Initialize with (float) value instead of (int). cudaMemset2D( void* dstPtr, size_t pitch, int value,

Hi all,

I was wondering if it was possible to use the following CUDA function to initialize for example with FLT_MAX, or 52.34f, instead of juste an int value (0,1 etc…)

cudaMemset2D( void* dstPtr, size_t pitch, int value, size_t width, size_t height)

In this case, it would be used as follows:

float * d_idata;

size_t pitch_idata;

cudaMallocPitch( (void**) &d_idata, &pitch_idata,sizeof(float)*nbcol, nbrow);

cudaMemset2D( (void**) &d_idata, pitch_idata, FLT_MAX, sizeof(float)*nbcol, nbrow);

I tried it but it doesn’t work correctly? Is there another Cuda function that we can use. Or should I write a kernel to execute this?
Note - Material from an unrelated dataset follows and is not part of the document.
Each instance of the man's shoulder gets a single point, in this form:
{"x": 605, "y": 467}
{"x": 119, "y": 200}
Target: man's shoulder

I don’t understand the memset functions well enough, but I suspect that you can reinterpret-cast the float to an int. Might be enough to get her going.

cudaMemset2D( (void**) &d_idata, pitch_idata,(int) 12.34f, sizeof(float)*nbcol, nbrow);

Is that what you mean when you say “reinterpret-cast” ?

Unfortunately, with or even without a cast, I always get the same result (in device emulation of course… otherwise I couldn’t see much of what’s going on within the GPU).

And the value that I read, from d_idata is

-0.0013270393	float    

(Copy-Paste from the VS2005 debugger)

As if it hadn’t been at all intialized… This is surely inappropriate since int and float don’t have the same length…

Anyway even with int values. The only intialization that I get is with zeroes, even though I tried to initialize with 5 :

int * d_idata;

size_t pitch_idata;

cudaMallocPitch( (void**) &d_idata, &pitch_idata,sizeof(int)*nbcol, nbrow);

cudaMemset2D( (void**) &d_idata, pitch_idata, 5, sizeof(int)*nbcol, nbrow);

0	int

Can’t you use cudaMemset2D() with your floating point value encoded in an integer? Traditionally, memset() takes char values and does byte level initialization, but the driver API includes half word and word sized versions of Memset2D, so you might imagine it would work.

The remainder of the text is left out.